Presented in the street-level vitrine gallery is Faldbakken’s twenty-year-old installation, consisting of solely the words “THE INTERNET” broadcast in a bold graphic font across the wall. Otherwise left entirely bare, the ambiguous interior space allows for a multitude of readings, ranging from notions of authorial veracity and expansiveness to artifice and void. First made in 1999, the prescient work draws greater associations of urgency when considered against the contemporary digital landscape, two decades later. The dissolution of privacy protections, the unabated spread of false news, and the monopolistic power of titan tech companies have become chronically intertwined with all aspects of the global economy, civic discourse, and democracy itself.
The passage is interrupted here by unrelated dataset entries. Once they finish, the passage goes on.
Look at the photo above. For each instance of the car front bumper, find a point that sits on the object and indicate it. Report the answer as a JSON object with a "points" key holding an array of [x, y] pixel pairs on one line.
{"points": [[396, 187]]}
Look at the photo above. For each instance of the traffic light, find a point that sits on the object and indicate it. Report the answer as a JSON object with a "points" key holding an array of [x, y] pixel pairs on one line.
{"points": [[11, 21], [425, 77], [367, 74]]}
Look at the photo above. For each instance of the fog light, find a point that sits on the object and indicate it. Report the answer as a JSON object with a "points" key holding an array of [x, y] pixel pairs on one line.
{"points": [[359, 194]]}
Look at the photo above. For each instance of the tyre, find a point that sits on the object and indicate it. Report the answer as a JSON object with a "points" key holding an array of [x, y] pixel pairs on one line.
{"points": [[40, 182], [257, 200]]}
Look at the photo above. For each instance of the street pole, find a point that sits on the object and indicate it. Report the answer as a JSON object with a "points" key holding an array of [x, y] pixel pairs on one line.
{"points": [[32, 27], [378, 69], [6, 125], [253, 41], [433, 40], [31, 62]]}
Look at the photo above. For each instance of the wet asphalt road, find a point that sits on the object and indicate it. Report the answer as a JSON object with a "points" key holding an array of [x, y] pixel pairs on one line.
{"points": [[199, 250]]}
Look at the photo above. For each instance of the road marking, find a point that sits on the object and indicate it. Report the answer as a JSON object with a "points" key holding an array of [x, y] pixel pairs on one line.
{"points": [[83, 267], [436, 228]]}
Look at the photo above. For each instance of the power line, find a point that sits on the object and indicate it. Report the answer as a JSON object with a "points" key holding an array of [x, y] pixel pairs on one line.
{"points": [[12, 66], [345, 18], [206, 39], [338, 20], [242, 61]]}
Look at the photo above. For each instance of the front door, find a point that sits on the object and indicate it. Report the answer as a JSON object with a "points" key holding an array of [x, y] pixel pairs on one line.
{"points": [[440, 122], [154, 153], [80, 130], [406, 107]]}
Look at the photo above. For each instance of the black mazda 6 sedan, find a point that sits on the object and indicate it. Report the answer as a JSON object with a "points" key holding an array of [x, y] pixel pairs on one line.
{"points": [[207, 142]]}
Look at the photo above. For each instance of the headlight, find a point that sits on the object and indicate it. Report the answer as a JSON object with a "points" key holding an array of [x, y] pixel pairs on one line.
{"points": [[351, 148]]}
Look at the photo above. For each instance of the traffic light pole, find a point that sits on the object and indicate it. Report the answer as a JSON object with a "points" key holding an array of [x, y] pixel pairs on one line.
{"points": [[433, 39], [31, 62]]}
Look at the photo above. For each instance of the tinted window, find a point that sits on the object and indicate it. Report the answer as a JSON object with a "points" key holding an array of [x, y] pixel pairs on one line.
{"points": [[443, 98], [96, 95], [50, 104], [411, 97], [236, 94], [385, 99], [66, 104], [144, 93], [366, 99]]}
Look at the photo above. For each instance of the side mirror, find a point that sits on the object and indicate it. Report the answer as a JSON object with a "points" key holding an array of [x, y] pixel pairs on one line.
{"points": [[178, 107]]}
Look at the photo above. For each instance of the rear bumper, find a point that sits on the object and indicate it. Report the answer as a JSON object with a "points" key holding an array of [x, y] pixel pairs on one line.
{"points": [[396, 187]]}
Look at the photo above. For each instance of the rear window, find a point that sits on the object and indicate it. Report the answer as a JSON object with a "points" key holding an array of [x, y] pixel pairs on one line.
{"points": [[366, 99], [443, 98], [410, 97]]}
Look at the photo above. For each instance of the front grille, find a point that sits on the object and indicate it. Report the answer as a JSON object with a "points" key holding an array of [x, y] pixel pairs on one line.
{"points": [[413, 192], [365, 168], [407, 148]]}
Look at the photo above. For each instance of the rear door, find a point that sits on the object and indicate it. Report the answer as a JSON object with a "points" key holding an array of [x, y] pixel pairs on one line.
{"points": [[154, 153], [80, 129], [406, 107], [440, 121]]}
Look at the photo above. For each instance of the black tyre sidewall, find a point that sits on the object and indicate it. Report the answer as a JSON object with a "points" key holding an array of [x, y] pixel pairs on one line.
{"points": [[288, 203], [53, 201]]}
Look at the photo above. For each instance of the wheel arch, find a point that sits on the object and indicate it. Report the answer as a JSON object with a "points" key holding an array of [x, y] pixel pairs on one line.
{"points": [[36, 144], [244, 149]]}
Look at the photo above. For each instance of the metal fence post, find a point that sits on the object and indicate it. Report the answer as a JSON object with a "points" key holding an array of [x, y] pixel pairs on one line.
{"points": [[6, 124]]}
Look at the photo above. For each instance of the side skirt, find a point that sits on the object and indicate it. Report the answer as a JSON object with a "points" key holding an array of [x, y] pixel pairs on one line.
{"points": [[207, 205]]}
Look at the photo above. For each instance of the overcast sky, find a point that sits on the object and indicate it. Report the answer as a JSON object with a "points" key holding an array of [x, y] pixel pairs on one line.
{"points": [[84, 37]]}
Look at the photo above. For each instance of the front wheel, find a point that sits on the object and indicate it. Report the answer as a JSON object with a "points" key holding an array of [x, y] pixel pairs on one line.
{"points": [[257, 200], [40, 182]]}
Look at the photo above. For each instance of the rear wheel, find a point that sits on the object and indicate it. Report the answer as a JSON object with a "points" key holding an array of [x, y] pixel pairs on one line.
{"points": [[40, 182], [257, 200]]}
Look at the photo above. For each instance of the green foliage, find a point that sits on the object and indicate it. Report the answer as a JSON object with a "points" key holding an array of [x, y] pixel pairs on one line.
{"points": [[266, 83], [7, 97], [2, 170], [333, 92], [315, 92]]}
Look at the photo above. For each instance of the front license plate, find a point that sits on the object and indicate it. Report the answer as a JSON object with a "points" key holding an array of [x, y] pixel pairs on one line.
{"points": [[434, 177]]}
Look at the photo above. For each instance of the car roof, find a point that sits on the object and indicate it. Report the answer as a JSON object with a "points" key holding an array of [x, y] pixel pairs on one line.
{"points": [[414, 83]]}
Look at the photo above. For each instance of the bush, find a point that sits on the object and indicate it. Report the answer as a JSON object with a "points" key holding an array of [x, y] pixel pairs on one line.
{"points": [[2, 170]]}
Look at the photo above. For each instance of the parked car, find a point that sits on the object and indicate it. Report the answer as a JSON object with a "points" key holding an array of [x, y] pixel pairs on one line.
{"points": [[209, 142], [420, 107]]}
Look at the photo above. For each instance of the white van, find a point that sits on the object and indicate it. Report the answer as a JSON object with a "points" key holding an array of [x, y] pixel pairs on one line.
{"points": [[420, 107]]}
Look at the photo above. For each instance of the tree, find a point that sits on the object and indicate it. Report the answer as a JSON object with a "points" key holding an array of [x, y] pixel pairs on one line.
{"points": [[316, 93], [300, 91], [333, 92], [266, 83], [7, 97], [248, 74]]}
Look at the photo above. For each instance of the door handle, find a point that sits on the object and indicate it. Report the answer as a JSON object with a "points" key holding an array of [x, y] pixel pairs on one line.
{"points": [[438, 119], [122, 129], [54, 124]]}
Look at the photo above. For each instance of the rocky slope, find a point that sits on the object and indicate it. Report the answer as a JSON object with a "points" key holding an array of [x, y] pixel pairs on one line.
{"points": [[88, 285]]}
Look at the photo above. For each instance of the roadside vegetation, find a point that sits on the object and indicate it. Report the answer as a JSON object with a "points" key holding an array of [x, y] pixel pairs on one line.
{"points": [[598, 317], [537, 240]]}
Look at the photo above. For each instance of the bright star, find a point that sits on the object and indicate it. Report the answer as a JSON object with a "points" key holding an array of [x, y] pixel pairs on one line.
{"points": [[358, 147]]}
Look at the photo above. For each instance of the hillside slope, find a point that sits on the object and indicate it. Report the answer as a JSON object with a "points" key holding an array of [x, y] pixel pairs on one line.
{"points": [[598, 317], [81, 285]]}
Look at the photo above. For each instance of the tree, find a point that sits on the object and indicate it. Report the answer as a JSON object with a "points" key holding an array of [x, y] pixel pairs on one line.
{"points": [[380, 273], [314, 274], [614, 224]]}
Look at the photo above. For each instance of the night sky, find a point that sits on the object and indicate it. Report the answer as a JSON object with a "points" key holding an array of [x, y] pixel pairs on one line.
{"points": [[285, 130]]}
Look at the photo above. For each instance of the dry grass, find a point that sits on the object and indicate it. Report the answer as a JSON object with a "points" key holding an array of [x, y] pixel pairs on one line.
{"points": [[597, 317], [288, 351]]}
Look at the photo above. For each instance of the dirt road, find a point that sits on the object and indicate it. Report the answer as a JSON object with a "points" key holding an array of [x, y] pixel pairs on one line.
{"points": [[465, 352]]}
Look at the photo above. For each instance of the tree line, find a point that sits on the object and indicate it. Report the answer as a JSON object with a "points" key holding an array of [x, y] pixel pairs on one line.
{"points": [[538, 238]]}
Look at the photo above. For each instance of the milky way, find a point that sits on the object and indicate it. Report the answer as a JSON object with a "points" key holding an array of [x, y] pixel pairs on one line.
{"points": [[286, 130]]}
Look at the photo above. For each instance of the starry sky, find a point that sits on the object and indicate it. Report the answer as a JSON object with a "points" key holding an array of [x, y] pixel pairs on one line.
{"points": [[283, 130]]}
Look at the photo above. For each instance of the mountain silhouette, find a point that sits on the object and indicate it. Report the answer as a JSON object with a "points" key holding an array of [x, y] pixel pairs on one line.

Born in Denmark in 1973, Matias Faldbakken studied at the National Academy of Fine Arts in Bergen, Norway and the Städelschule in Frankfurt am Main. His work has been the subject of many important one-person exhibitions, including a recent major survey at the Astrup Fearnley Museet in Oslo titled “Effects of Good Government in the Pit” from September 2017 though January 2018. Other one-person exhibitions include Le Consortium, Dijon; WIELS, Brussels; The Power Station, Dallas; Kunsthalle Fridericianum, Kassel; Neuer Aachener Kunstverein, Aachen; Kunsthalle St. Gallen, St. Gallen; IKON Gallery, Birmingham; The National Museum of Art, Design and Architecture, Oslo. Faldbakken represented Norway in the Nordic Pavilion at the Venice Biennial in 2005 and participated in Documenta 13 in Kassel in 2012 and the 11th Gwangju Biennale in South Korea in 2016. His work is included in important public collections worldwide, such as the Centre Pompidou, Paris; the Museum of Contemporary Art, Los Angeles; The National Museum of Art, Oslo; Moderna Museet, Stockholm; Jumex Collection, Mexico City; The Ellipse Foundation, Lisbon; and The Astrup Fearnley Museum, Oslo, and others. Faldbakken is known internationally for his writing, including the novels The Cocka Hola Company, Macht und Rebel, Unfun, and others. His newest book, The Waiter, was published in the US by Gallery/Scout Press in October 2018 to critical acclaim and was shortlisted for the prestigious Brage Prize in Norway. Faldbakken currently lives and works as an artist and writer in Oslo, Norway.